Based on the type of device and parameters measured, the ground truth would likely be established using:

• Reference measurement equipment: For parameters like NIBP, IBP, SpO2, and temperature, a reference standard device or method with certified accuracy would be used.
• Simulated physiological signals: For ECG, arrhythmia detection, heart rate, QRS detection, and pace detection, standardized test signals (e.g., from an ECG simulator) representing various physiological and pathological conditions would likely be used to test the algorithm's accuracy against known inputs.
• Clinical data with expert verification: For features like 12-lead ECG interpretation, the ground truth would typically be established by a consensus of expert cardiologists or clinicians reviewing ECG tracings and relevant patient data. However, the document does not specify this for the training or testing.

The document itself does not explicitly detail the ground truth methodology beyond stating "system and performance testing" and compliance with consensus standards.

8. The Sample Size for the Training Set

The document does not specify the sample size for any training set. This is a medical device clearance document, not a detailed algorithm development paper. While internal algorithms for arrhythmia detection, QRS detection, and 12-lead ECG interpretation would involve training, this document focuses on substantial equivalence for regulatory purposes, not the detailed development process.
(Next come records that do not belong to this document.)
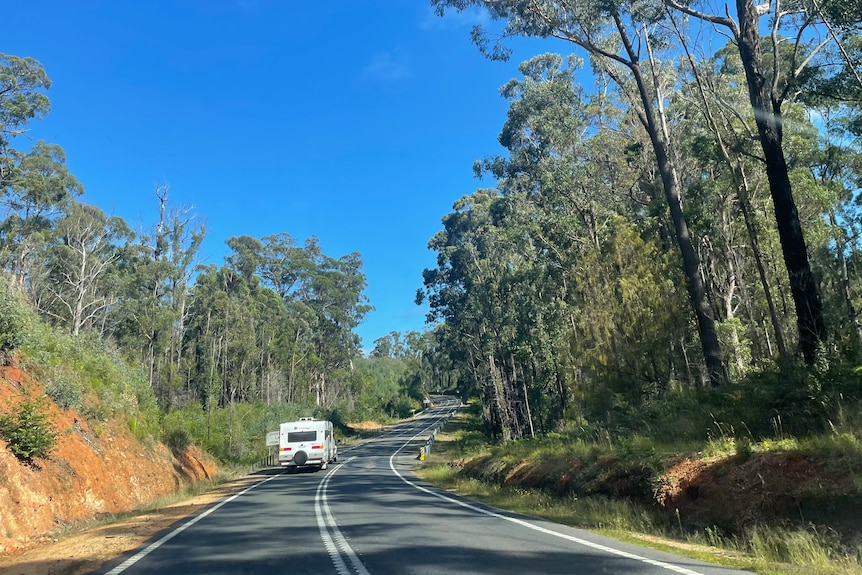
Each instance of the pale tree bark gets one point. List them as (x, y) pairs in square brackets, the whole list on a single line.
[(766, 102)]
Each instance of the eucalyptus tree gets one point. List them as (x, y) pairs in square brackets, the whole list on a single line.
[(787, 68), (619, 37), (39, 187), (23, 83), (80, 256), (469, 290)]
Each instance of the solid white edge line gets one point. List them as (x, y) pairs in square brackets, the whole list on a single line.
[(155, 545), (522, 523)]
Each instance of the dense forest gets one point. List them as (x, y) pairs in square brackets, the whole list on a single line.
[(273, 325), (673, 235), (674, 231)]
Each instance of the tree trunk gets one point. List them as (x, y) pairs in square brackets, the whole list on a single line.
[(709, 342), (767, 116)]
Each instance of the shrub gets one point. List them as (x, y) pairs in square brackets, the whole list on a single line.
[(28, 430), (177, 440)]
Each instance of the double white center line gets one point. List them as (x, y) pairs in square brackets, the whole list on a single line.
[(334, 541)]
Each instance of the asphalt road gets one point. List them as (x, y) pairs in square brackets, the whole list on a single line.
[(367, 514)]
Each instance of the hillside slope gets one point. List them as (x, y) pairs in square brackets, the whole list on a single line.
[(96, 468)]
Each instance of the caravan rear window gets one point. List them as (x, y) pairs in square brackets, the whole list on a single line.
[(298, 436)]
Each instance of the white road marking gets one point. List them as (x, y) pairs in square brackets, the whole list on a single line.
[(153, 546), (522, 523), (326, 523)]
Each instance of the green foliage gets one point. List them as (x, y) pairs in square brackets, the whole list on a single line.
[(13, 321), (27, 429), (84, 372), (177, 439), (65, 389)]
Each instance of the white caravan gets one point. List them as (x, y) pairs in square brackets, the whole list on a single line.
[(306, 442)]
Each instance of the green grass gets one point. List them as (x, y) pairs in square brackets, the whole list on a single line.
[(762, 550)]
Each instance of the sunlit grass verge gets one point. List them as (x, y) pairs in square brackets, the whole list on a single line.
[(217, 483), (762, 550)]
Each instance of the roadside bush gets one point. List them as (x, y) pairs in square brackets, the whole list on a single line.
[(177, 440), (65, 389), (13, 323), (28, 430)]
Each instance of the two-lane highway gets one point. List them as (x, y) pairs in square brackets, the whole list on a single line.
[(369, 515)]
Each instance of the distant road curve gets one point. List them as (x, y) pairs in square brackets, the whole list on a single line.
[(369, 515)]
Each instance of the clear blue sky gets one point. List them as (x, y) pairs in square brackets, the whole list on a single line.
[(357, 122)]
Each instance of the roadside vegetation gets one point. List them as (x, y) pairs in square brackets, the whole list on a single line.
[(654, 304), (640, 489)]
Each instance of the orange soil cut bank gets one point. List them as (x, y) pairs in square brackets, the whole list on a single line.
[(94, 469)]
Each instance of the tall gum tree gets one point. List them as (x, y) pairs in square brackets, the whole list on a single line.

9. How the Ground Truth for the Training Set Was Established

The document does not describe how ground truth for any training set was established. Similar to point 8, this level of detail is typically not found in regulatory submission summaries unless it's a novel AI/ML device where the training data and ground truth methodology are critical for demonstrating safety and effectiveness. This device appears to be an iterative update to an existing monitoring system, with modifications to existing algorithms (e.g., Mortara arrhythmia algorithm version update, new NIBP range, QRS threshold adjustment).